Metrics provide users with valuable insights into their data, like number of active users and overall performance trends to inform business decisions. Dimensions, on the other hand, help categorize data through attributes, like user type or number of orders placed by a customer.

To make informed business decisions, some metrics need the value of another metric as part of the metric definition, leading us to "metrics as dimensions".

This document explains how you can use metrics as dimensions with metric filters, enabling you to create more complex metrics and gain more insights. Available in dbt Cloud for versions 1.8 or higher.

Reference a metric in a filter

Use the Metric() object syntax to reference a metric in the where filter for another metric. The function for referencing a metric accepts a metric name and exactly one entity:

{{ Metric('metric_name', group_by=['entity_name']) }}

Usage example

As an example, a Software as a service (SaaS) company wants to count activated accounts. In this case, the definition of an activated account is an account with more than five data model runs.

To express this metric in SQL, the company will:

  • Write a query to calculate the number of data model runs per account.
  • Then count the number of accounts who have more than five data model runs.
models/model_name.sql
with data_models_per_user as (
select
account_id as account,
count(model_runs) as data_model_runs
from
{{ ref('fct_model_runs') }}
group by
account_id
),

activated_accounts as (
select
count(distinct account_id) as activated_accounts
from
{{ ref('dim_accounts') }}
left join
data_models_per_user
on
{{ ref('dim_accounts') }}.account_id = data_models_per_user.account
where
data_models_per_user.data_model_runs > 5
)

select
*
from
activated_accounts

This SQL query calculates the number of activated_accounts by using the data_model_runs metric as a dimension for the user entity. It filters based on the metric value scoped to the account entity. You can express this logic at the query level or in the metric's YAML configuration.

YAML configuration

Using the same activated_accounts example mentioned in the usage example, the following YAML example explains how a company can create semantic models and metrics, and use the Metric() object to reference the data_model_runs metric in the activated_accounts metric filter:

  • Create two semantic models: model_runs and accounts.

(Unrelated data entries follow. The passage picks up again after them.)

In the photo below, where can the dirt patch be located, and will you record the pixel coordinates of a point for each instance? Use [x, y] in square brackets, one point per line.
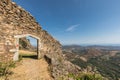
[31, 69]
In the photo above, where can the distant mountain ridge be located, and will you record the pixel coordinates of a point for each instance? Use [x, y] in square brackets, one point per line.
[106, 59]
[107, 47]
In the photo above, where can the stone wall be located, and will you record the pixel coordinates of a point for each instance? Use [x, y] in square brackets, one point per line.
[14, 20]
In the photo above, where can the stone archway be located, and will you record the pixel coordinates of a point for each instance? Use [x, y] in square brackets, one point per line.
[16, 51]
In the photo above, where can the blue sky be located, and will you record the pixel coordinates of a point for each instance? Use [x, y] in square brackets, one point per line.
[77, 21]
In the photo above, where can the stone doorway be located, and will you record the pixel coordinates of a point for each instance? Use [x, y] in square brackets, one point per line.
[17, 39]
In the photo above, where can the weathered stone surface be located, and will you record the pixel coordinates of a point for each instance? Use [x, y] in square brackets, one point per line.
[14, 21]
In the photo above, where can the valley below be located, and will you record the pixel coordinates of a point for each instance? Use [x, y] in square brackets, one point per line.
[102, 59]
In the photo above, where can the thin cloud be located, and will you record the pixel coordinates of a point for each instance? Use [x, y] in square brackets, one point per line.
[72, 28]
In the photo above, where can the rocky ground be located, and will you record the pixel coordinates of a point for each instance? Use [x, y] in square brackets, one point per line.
[31, 69]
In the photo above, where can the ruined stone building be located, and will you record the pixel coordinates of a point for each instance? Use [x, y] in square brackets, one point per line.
[16, 23]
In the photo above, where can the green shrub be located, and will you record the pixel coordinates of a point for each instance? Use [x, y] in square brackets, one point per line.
[86, 76]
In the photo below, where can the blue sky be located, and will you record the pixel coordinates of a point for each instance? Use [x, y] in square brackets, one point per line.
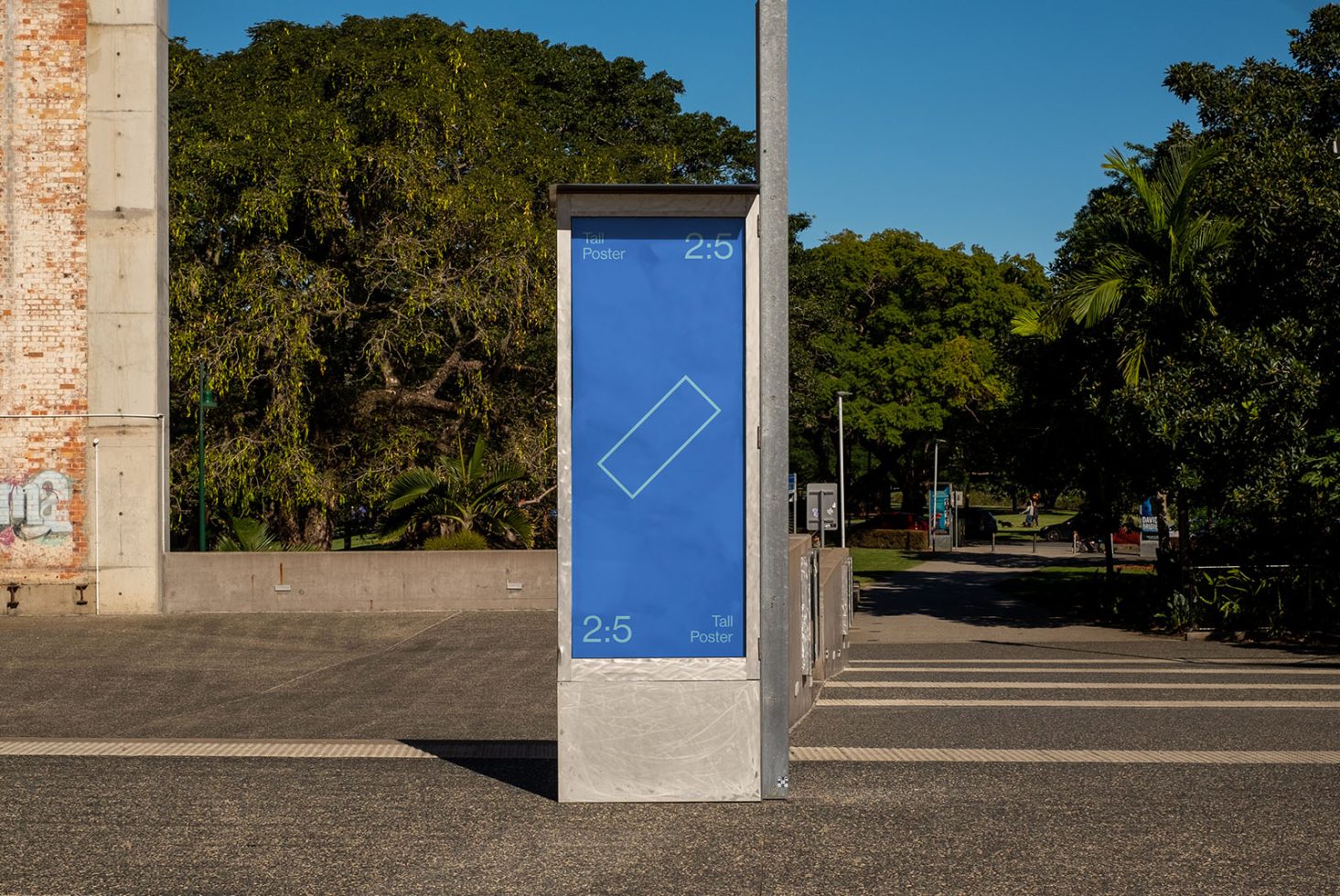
[979, 123]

  • Create a measure and metric to count data model runs, and another measure to count users.

  • Specify the foreign entity account in the model_runs semantic model.

  • Then create the Activated Accounts metric by filtering accounts that have more than five data model runs.

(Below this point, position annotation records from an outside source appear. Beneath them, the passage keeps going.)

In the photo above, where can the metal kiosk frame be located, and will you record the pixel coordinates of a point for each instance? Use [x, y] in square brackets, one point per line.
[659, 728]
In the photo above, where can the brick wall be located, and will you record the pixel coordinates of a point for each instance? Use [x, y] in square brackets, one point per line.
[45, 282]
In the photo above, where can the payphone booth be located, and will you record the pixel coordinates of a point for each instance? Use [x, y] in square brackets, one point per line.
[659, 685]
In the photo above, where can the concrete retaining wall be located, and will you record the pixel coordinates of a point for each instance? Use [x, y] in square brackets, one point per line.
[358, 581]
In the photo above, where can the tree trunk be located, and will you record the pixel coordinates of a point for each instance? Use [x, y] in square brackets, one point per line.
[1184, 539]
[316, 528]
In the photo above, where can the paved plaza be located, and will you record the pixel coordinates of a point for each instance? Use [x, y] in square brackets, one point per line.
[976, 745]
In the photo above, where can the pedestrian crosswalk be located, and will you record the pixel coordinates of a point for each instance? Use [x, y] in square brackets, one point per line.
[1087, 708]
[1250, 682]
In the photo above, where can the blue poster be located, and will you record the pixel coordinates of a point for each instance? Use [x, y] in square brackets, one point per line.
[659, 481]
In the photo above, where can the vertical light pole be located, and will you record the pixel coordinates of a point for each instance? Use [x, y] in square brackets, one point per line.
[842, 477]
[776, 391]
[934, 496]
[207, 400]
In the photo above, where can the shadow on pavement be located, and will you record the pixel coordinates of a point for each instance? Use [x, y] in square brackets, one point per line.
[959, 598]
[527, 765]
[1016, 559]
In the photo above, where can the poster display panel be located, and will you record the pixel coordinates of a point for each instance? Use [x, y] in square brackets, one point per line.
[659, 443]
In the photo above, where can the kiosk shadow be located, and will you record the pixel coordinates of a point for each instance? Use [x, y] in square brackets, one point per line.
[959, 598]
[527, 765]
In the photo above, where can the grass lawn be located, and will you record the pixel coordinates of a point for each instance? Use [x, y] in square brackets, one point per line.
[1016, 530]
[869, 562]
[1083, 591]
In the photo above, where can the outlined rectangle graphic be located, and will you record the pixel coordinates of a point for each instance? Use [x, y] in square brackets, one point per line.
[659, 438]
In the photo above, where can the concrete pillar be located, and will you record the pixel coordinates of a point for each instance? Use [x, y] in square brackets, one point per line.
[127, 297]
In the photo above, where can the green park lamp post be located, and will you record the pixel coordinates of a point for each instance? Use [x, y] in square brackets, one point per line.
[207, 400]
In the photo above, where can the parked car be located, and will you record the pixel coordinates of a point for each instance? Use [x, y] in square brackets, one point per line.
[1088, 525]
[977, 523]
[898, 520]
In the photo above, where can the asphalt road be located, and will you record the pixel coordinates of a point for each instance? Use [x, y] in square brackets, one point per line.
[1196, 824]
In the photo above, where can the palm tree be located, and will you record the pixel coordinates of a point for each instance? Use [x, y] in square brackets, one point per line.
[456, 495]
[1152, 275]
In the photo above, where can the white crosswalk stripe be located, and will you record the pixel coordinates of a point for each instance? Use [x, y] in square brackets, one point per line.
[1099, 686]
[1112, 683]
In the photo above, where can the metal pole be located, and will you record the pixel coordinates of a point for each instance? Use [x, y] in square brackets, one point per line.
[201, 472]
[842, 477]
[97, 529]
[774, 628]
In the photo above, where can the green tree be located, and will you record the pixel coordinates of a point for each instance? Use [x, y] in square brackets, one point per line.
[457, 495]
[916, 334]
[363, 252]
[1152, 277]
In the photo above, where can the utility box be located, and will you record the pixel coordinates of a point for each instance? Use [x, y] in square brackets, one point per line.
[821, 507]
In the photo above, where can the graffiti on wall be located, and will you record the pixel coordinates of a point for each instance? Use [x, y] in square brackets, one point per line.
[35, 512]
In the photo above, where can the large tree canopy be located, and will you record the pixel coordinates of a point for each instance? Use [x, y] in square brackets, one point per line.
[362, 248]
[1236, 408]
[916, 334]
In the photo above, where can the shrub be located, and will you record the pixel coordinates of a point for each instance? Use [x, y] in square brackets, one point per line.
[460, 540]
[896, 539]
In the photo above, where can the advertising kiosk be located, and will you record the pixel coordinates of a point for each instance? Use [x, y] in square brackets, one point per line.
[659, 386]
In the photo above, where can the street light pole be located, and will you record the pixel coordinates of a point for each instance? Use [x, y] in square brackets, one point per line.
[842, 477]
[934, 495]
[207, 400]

    models/metrics/semantic_model.yml
    semantic_models:
    - name: model_runs
    ... # Placeholder for other configurations
    entities:
    - name: model_run
    type: primary
    - name: account
    type: foreign
    measures:
    - name: data_model_runs
    agg: sum
    expr: 1
    create_metric: true # The 'create_metric: true' attribute automatically creates the 'data_model_runs' metric.

    - name: accounts
    ... # Placeholder for other configurations
    entities:
    - name: account
    type: primary
    measures:
    - name: accounts
    agg: sum
    expr: 1
    create_metric: true
    metrics:
    - name: activated_accounts
    label: Activated Accounts
    type: simple
    type_params:
    measure: accounts
    filter: |
    {{ Metric('data_model_runs', group_by=['account']) }} > 5

    Let’s break down the SQL the system generates based on the metric definition when you run dbt sl query --metrics activated_accounts from the command line interface:

  • The filter {{ Metric('data_model_runs', group_by=['account']) }} generates SQL similar to the data_models_per_user sub-query shown earlier:

    select
    sum(1) as data_model_runs,
    account
    from
    data_model_runs
    group by
    account
  • MetricFlow joins this query to the query generated by the accounts measure on the group by elements and applies the filter conditions:

    select
    sum(1) as activated_accounts
    from accounts
    left join (
    select
    sum(1) as data_model_runs,
    account
    from data_model_runs
    group by
    account
    ) as subq on accounts.account = subq.account
    where data_model_runs > 5

    The intermediate tables used to create this metric is: Accounts with the data_model_runs dimension

    accountdata_model runs
    14
    27
    39
    41

    MetricFlow then filters this table to accounts with more than 5 data model runs and counts the number of accounts that meet this criteria:

    activated_accounts
    2

Query filter

You can also use metrics in filters at the query level. Run this command in the command line interface (CLI) to generate the same SQL query referenced earlier:

dbt sl query --metrics accounts --where "{{ Metric('data_model_runs', group_by=['account']) }} > 5"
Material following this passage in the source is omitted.